🤖 AI Summary
Carbon life cycle assessment (LCA) suffers from labor-intensive, costly, and time-consuming manual process modeling. Method: This study proposes the first LLM-based automated process generation framework for LCA, integrating the ISO 14040/44-compliant LCA classification system with the world knowledge of large language models (LLMs), leveraging prompt engineering and structured process modeling. Accuracy is quantified via F1-score against ground-truth processes extracted from real LCA documentation. Contribution/Results: Evaluated on 10 diverse case studies, the framework achieves a 62% F1-score; most outputs are either fully correct or contain only minor deviations.

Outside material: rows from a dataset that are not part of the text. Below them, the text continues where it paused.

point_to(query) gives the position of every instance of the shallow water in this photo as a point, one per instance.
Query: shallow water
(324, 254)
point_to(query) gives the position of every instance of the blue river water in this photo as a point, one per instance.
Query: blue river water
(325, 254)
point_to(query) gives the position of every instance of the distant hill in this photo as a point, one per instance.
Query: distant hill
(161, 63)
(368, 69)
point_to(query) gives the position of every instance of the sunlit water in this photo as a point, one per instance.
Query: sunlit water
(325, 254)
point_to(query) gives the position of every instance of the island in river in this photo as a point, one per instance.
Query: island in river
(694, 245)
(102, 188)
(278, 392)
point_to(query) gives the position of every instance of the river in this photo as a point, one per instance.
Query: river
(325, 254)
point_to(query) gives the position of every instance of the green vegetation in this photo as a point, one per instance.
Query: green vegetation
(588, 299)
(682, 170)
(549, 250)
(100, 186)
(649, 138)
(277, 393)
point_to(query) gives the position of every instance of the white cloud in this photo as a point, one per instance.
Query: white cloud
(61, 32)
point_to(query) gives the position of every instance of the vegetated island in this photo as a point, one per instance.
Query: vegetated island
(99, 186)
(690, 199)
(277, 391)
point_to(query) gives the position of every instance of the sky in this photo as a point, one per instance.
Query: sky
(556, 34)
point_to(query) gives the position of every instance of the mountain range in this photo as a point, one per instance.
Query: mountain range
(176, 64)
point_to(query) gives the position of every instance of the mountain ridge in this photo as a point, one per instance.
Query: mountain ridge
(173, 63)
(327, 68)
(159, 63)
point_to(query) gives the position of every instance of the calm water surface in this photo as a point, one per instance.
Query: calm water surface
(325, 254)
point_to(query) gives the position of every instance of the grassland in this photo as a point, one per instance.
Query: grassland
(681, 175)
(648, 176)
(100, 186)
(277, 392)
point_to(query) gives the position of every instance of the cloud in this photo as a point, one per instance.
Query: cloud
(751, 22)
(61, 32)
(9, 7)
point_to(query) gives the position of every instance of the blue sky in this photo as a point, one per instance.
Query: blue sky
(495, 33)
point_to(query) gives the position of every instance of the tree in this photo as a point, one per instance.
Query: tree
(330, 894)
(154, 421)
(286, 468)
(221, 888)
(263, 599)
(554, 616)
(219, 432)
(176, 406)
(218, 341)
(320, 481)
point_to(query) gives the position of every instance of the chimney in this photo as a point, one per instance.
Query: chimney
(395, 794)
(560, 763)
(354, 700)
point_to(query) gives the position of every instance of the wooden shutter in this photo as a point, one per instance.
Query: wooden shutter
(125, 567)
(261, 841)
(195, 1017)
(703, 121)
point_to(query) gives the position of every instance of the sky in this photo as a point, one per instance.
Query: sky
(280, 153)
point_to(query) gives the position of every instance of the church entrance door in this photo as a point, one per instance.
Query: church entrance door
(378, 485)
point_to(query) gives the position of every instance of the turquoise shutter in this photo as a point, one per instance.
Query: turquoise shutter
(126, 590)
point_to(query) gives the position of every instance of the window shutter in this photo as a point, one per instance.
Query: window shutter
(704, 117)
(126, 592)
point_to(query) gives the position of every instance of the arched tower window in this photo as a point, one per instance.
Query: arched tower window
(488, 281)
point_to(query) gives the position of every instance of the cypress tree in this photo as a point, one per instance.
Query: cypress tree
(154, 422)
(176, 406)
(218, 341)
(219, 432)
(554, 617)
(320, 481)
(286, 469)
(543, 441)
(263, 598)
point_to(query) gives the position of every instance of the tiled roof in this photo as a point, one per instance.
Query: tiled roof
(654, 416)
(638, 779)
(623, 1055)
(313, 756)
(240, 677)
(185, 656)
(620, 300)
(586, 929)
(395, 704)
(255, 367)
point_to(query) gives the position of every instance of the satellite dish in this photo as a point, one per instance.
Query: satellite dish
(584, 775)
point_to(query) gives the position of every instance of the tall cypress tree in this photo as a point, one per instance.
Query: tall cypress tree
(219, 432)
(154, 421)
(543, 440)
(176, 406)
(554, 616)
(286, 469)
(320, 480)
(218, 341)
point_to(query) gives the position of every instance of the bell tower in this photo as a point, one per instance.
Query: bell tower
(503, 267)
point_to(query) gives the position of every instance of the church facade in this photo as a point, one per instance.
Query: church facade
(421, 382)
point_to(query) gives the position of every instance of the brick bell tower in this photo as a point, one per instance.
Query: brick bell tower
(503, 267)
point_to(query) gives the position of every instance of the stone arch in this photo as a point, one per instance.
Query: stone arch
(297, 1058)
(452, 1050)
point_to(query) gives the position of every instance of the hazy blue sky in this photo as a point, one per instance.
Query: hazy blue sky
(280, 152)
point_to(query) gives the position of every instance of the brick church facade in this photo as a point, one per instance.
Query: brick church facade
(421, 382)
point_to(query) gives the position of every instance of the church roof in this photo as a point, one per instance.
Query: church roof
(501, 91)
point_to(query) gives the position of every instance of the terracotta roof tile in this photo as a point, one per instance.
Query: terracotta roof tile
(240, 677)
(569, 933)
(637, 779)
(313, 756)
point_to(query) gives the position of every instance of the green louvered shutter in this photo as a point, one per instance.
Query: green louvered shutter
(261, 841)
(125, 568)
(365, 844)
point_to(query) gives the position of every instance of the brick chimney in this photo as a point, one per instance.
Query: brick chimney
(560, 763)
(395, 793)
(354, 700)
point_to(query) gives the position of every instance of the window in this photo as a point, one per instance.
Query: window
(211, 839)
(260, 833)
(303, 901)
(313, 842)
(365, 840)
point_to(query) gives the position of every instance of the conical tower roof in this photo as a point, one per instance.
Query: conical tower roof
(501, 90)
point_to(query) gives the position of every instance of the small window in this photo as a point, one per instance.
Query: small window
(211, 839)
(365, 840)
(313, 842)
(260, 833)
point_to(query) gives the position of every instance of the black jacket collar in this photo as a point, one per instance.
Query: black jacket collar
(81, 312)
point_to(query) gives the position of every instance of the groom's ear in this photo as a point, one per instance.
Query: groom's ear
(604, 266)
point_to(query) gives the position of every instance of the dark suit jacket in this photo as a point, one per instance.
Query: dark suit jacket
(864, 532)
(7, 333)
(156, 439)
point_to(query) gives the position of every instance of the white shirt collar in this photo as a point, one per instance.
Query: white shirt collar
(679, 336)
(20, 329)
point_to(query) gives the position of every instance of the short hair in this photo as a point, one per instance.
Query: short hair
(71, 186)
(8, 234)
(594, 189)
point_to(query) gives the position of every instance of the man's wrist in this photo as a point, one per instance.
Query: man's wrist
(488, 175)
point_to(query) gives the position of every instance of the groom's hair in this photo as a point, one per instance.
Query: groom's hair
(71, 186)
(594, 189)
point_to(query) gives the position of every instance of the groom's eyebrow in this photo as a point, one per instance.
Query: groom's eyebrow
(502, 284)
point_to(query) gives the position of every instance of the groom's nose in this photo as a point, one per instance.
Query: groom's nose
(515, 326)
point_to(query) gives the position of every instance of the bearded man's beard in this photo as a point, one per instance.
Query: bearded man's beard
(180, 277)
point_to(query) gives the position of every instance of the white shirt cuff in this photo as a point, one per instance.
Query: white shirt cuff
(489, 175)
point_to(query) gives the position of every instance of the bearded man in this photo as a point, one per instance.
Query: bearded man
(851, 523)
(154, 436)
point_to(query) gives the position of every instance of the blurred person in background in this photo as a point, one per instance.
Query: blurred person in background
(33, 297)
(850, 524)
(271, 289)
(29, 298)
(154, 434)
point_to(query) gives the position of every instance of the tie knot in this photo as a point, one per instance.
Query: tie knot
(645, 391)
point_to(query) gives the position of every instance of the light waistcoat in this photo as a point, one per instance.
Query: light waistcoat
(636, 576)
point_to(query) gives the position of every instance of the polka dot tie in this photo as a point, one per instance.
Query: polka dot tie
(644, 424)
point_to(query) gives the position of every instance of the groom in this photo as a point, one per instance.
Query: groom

Each analysis costs under USD 1 and completes in under 10 minutes. Compared to conventional expert-driven approaches and chain-of-thought prompting, this method substantially reduces human effort while advancing accuracy, computational efficiency, and accessibility—establishing a scalable new paradigm for rapid carbon footprint assessment of consumer products.
📝 Abstract
Investigating the effects of climate change and global warming caused by GHG emissions have been a primary concern worldwide. These emissions are largely contributed to by the production, use and disposal of consumer products. Thus, it is important to build tools to estimate the environmental impact of consumer goods, an essential part of which is conducting Life Cycle Assessments (LCAs). LCAs specify and account for the appropriate processes involved with the production, use, and disposal of the products. We present SpiderGen, an LLM-based workflow which integrates the taxonomy and methodology of traditional LCA with the reasoning capabilities and world knowledge of LLMs to generate the procedural information used for LCA. We additionally evaluate the output of SpiderGen using real-world LCA documents as ground-truth. We find that SpiderGen provides accurate LCA process information that is either fully correct or has minor errors, achieving an F1-Score of 62% across 10 sample data points. We observe that the remaining missed processes and hallucinated errors occur primarily due to differences in detail between LCA documents, as well as differences in the"scope"of which auxiliary processes must also be included. We also demonstrate that SpiderGen performs better than several baselines techniques, such as chain-of-thought prompting and one-shot prompting. Finally, we highlight SpiderGen's potential to reduce the human effort and costs for estimating carbon impact, as it is able to produce LCA process information for less than $1 USD in under 10 minutes as compared to the status quo LCA, which can cost over $25000 USD and take up to 21-person days.